Zachodnie wsparcie dla Ukrainy

Stany Zjednoczone zgodziły się na przekazanie Kijowowi z niemieckich arsenałów 125 rakiet ziemia–ziemia do wyrzutni HIMARS oraz 100 ziemia–powietrze do systemów Patriot. Poinformował o tym 10 maja „The New York Times”. To standardowa procedura w przypadku uzbrojenia produkcji amerykańskiej.

7 maja Niemcy zaktualizowały listę dostarczonego Ukrainie wyposażenia. Wyszczególniono m.in. trzy słowackie armatohaubice Zuzana-2 (w ramach projektu współfinansowanego przez Danię, Niemcy i Norwegię), 66 pojazdów o wzmocnionej ochronie przeciwminowej MRAP, 27 tys. pocisków artyleryjskich kalibru 155 mm i 1 tys. kalibru 122 mm, 40 tys. nabojów 35 mm do samobieżnych dział przeciwlotniczych Gepard, 150 uzbrojonych bezzałogowców HF-1 i 70 dronów rozpoznawczych Vector, niesprecyzowaną liczbę rakiet do systemów obrony powietrznej IRIS-T, amunicji do czołgów Leopard 2 i granatników przeciwpancernych RGW 90.

Nowo powołany rząd Friedricha Merza zamierza utajnić informacje o dostawach na Ukrainę uzbrojenia i sprzętu wojskowego, o czym 9 maja powiadomił „Der Spiegel”. Zdaniem rozmówców gazety ma to spowodować „strategiczną dwuznaczność”, ukryć działania przed wrogiem i ograniczyć wewnątrzniemiecką debatę na temat wsparcia wojskowego dla Kijowa.

Holandia i Rumunia zdecydowały o utworzeniu wspólnego centrum szkolenia personelu technicznego dla ukraińskich myśliwców F-16 ogłosił 8 maja resort obrony Holandii po rozmowach ministrów obrony tych państw. Ma być ono zlokalizowane w rumuńskiej bazie Fetești, obok funkcjonującego tam od listopada 2023 r. Europejskiego Centrum Szkolenia ukraińskich pilotów F-16 (EFTC).
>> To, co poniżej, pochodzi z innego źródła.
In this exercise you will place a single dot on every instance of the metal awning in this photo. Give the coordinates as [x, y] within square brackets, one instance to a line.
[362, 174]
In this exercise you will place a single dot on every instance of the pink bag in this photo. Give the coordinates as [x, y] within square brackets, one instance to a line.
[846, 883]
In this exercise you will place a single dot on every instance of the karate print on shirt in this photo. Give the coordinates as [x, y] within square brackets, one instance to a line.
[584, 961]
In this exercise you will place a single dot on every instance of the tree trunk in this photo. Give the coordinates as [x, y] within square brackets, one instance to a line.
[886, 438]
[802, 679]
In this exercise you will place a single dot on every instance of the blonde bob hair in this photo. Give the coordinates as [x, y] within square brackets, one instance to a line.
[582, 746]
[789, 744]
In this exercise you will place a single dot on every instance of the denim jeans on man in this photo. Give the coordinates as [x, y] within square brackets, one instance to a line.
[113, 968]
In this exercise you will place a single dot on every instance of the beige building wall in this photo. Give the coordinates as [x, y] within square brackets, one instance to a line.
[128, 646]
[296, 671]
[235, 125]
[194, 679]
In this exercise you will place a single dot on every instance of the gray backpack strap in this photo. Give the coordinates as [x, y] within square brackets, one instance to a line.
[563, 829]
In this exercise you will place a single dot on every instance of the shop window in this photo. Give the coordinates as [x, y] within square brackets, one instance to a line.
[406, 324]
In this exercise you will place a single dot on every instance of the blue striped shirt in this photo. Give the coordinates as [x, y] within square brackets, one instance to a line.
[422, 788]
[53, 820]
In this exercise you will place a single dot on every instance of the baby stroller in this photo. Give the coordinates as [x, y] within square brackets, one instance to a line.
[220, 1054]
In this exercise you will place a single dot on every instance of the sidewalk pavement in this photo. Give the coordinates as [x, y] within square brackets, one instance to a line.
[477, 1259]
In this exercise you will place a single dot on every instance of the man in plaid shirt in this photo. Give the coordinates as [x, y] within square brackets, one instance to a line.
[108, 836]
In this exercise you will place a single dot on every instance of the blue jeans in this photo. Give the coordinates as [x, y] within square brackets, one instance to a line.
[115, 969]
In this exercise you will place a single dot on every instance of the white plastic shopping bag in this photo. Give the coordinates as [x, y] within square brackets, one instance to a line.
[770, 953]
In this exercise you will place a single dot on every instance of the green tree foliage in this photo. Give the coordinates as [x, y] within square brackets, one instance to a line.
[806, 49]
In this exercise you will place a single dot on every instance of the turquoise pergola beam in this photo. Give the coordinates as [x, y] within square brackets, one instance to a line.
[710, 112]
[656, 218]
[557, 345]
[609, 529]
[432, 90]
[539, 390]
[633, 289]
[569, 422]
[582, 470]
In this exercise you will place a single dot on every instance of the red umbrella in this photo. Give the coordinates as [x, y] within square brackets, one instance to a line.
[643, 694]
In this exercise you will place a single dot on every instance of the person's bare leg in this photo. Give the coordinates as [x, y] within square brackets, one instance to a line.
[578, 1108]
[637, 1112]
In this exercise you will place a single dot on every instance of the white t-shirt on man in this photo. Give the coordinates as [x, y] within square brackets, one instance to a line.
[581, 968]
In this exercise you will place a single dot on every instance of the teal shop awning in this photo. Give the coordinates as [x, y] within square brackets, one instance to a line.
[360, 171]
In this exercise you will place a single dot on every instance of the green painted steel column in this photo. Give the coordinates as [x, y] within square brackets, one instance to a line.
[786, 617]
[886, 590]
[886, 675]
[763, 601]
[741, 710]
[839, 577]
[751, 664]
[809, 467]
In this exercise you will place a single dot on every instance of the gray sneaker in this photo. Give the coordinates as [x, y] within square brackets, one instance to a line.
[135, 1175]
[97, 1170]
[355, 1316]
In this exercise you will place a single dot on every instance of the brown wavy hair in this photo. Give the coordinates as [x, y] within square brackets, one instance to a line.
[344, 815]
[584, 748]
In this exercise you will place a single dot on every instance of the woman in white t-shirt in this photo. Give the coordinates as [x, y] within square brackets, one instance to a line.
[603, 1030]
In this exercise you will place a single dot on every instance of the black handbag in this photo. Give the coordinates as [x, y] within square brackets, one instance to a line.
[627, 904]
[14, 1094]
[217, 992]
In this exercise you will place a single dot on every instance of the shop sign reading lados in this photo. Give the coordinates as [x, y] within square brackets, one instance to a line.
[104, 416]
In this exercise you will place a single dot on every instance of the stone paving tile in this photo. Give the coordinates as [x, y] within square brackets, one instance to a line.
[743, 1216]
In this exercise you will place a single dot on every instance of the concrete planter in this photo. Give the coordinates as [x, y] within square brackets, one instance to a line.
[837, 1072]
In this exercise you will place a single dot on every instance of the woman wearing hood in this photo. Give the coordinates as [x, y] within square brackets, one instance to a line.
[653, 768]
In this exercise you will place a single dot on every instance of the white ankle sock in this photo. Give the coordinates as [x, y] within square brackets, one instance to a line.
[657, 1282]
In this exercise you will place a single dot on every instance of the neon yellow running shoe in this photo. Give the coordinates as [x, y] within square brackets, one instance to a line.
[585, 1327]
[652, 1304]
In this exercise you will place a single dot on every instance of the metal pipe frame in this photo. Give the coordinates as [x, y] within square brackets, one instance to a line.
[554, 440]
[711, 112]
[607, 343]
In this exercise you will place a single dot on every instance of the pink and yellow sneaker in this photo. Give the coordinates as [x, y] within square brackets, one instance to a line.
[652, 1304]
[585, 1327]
9 maja Państwowa Służba Łączności Specjalnej i Ochrony Informacji Ukrainy oraz Ministerstwo Sprawiedliwości i Bezpieczeństwa Królestwa Niderlandów podpisały memorandum o Porozumieniu dotyczącym ochrony infrastruktury krytycznej. Dokument zawarto w ramach realizacji Porozumienia o współpracy w dziedzinie bezpieczeństwa między Ukrainą a Holandią z marca 2024 r. Szef służby Ołeksandr Potij podkreślił, że krok ten wzmocni współpracę w takich sferach jak cyberobrona i cyberbezpieczeństwo infrastruktury krytycznej.

Potencjał militarny Ukrainy

6 maja odbyła się wymiana jeńców w formule 205/205. Jej warunki ustalono przy pośrednictwie Zjednoczonych Emiratów Arabskich. Od początku pełnoskalowej inwazji z niewoli powróciło 4757 obywateli Ukrainy.

Również 6 maja rząd w Kijowie powołał Międzyresortową Grupę ds. Doskonalenia Rekrutacji Cudzoziemców do Sił Obronnych Ukrainy. To ciąg dalszy działań z kwietnia br., gdy przyjął uchwałę umożliwiającą wcielanie do nich obcokrajowców i osób bezpaństwowych na podstawie kontraktów. Dodatkowo cudzoziemcy służący w armii ukraińskiej mogą się ubiegać o zezwolenie na pobyt czasowy lub imigrację bez wymogu minimum 3-letniego okresu przebywania w kraju. Posunięcia władz świadczą o tym, że armia cierpi na braki kadrowe i jest zainteresowana pozyskiwaniem żołnierzy spośród obywateli innych państw.

7 maja wiceminister sprawiedliwości Ukrainy Jewhen Pikałow oświadczył, że ok. 37 tys. skazanych może dołączyć do Sił Zbrojnych Ukrainy w ramach mobilizacji. Dotychczas w szeregi armii wstąpiło ponad 8,3 tys. więźniów, w tym 100 kobiet, a rozpatrywanie kolejnego tysiąca wniosków trwa. Kontraktów nie mogą podpisać skazani za terroryzm, korupcję, przestępstwa seksualne lub przeciwko bezpieczeństwu narodowemu.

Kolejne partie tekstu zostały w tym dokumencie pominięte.